We will now return to Mr. Booth and his wife. The former had spent his time very uneasily ever since he had discovered what sort of man he was indebted to; but, lest he should forget it, Mr. Trent thought now proper to remind him in the following letter, which he read the next morning after he had put off the appointment.
'SIR,--I am sorry the necessity of my affairs obliges me to mention that small sum which I had the honour to lend you the other night at play; and which I shall be much obliged to you if you will let me have some time either to-day or to-morrow. I am, sir, Your most obedient, most humble servant, GEORGE TRENT.'
This letter a little surprized Booth, after the genteel, and, indeed, as it appeared, generous behaviour of Trent.
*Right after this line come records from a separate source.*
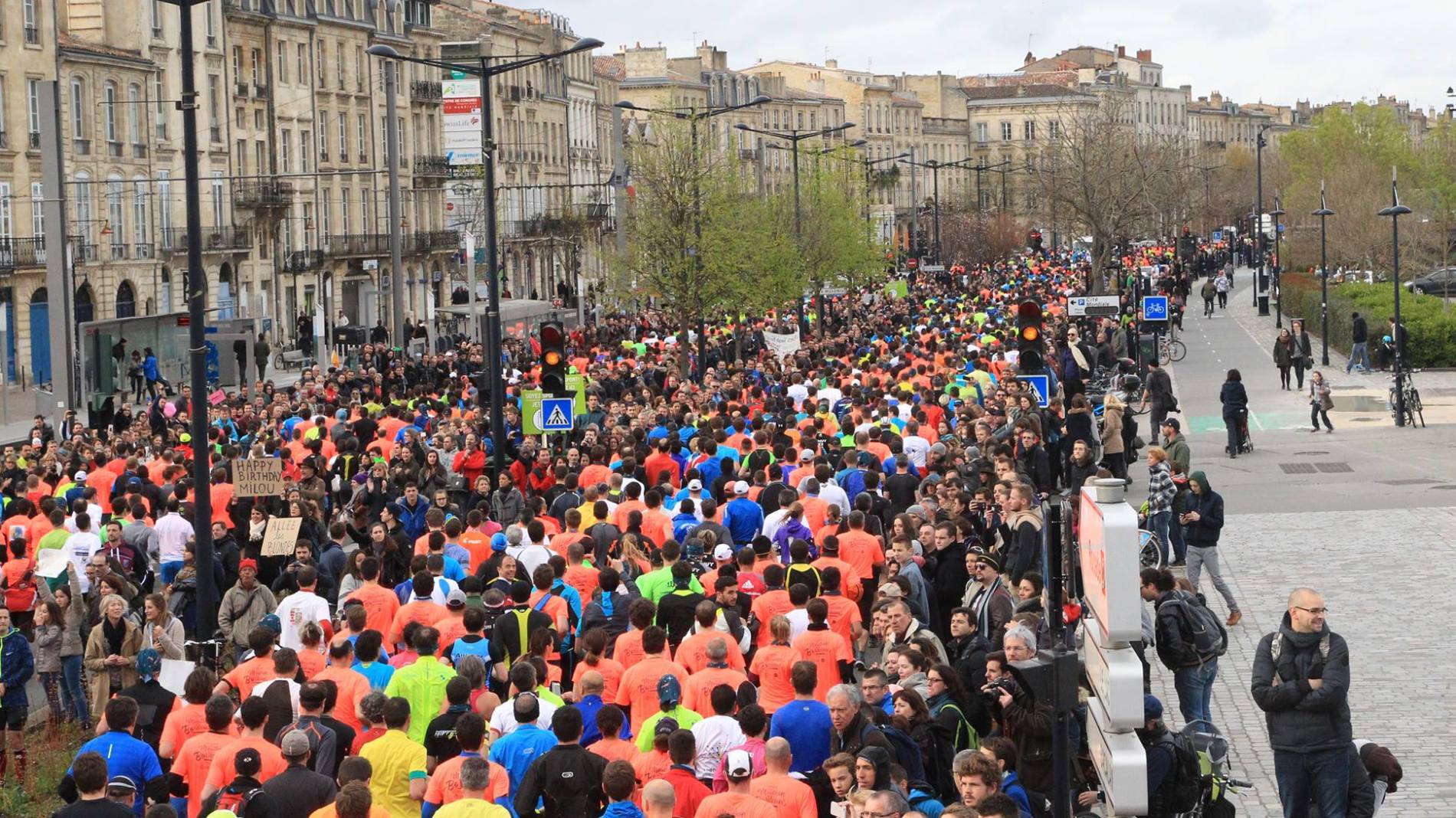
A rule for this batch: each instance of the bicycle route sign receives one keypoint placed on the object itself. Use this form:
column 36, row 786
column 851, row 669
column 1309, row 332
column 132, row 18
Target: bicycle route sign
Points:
column 1155, row 307
column 1094, row 306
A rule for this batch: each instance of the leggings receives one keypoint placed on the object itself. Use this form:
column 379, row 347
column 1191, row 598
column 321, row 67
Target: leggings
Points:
column 51, row 682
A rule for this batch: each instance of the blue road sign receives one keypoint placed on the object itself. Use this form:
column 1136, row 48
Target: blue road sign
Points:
column 1041, row 384
column 556, row 414
column 1155, row 307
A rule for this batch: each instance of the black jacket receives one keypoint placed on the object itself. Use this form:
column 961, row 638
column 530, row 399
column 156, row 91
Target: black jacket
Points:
column 1304, row 719
column 569, row 780
column 1205, row 532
But lest it should have the same effect upon the reader, we will now proceed to account for this, as well as for some other phenomena that have appeared in this history, and which, perhaps, we shall be forgiven for not having opened more largely before.
Mr. Trent then was a gentleman possibly of a good family, for it was not certain whence he sprung on the father's side. His mother, who was the only parent he ever knew or heard of, was a single gentlewoman, and for some time carried on the trade of a milliner in Covent-garden. She sent her son, at the age of eight years old, to a charity-school, where he remained till he was of the age of fourteen, without making any great proficiency in learning. Indeed it is not very probable he should; for the master, who, in preference to a very learned and proper man, was chosen by a party into this school, the salary of which was upwards of a hundred pounds a-year, had himself never travelled through the Latin Grammar, and was, in truth, a most consummate blockhead.
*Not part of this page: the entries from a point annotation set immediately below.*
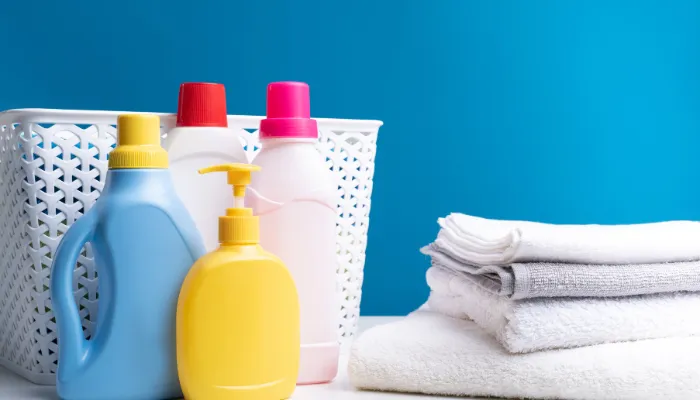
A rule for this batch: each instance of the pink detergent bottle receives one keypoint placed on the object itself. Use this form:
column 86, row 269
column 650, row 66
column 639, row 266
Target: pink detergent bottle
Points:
column 294, row 195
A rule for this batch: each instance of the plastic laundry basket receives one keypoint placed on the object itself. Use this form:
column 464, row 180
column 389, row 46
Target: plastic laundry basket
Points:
column 52, row 169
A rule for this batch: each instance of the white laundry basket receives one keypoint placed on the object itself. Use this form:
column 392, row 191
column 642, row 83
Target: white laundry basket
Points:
column 52, row 169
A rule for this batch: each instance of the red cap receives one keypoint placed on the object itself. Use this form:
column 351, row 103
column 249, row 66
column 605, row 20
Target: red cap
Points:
column 202, row 104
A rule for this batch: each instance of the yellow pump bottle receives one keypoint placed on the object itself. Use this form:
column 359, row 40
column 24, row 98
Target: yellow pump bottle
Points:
column 238, row 313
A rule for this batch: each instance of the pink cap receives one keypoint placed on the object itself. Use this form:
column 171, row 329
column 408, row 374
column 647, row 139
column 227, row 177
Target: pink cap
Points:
column 288, row 112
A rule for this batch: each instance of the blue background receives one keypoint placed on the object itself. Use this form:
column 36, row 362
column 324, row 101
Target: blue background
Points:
column 557, row 111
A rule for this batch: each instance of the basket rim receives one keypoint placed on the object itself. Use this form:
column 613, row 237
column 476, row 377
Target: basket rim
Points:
column 58, row 116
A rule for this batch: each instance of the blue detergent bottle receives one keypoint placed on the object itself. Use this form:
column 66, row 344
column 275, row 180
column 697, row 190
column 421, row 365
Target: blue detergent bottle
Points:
column 144, row 243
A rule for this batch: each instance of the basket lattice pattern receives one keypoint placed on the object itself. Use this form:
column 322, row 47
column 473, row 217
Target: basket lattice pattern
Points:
column 52, row 173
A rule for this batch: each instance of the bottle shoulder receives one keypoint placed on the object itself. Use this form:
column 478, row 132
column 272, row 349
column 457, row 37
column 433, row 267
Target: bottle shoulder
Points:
column 291, row 173
column 238, row 257
column 219, row 143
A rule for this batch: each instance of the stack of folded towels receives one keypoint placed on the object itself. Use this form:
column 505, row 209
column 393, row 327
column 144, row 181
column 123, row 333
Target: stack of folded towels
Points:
column 533, row 310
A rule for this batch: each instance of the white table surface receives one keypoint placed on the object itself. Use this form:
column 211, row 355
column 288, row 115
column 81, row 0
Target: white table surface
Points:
column 16, row 388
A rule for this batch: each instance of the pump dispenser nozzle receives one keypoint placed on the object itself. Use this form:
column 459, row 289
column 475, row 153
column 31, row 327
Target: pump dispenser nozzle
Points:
column 239, row 226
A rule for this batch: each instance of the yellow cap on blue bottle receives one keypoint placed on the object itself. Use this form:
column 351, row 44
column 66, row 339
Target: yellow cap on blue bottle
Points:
column 138, row 143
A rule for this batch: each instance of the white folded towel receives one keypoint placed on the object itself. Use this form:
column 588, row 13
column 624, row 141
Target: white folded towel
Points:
column 523, row 326
column 495, row 242
column 433, row 354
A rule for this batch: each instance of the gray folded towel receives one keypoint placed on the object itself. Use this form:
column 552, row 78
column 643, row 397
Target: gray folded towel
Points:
column 553, row 279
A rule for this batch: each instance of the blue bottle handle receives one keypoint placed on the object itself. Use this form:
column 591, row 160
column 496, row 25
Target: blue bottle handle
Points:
column 74, row 347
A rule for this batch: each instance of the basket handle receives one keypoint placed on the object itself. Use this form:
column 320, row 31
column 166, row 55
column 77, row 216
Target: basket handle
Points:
column 73, row 345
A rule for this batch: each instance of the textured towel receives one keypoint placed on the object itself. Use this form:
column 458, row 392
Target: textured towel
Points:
column 542, row 279
column 434, row 354
column 523, row 326
column 493, row 242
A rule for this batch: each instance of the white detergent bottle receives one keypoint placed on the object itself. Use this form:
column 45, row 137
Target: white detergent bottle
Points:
column 200, row 139
column 294, row 195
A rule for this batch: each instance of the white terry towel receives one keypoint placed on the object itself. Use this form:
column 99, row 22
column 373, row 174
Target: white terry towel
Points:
column 494, row 242
column 523, row 326
column 434, row 354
At the age of fifteen Mr. Trent was put clerk to an attorney, where he remained a very short time before he took leave of his master; rather, indeed, departed without taking leave; and, having broke open his mother's escritore, and carried off with him all the valuable effects he there found, to the amount of about fifty pounds, he marched off to sea, and went on board a merchantman, whence he was afterwards pressed into a man of war.
In this service he continued above three years; during which time he behaved so ill in his moral character that he twice underwent a very severe discipline for thefts in which he was detected; but at the same time, he behaved so well as a sailor in an engagement with some pirates, that he wiped off all former scores, and greatly recommended himself to his captain.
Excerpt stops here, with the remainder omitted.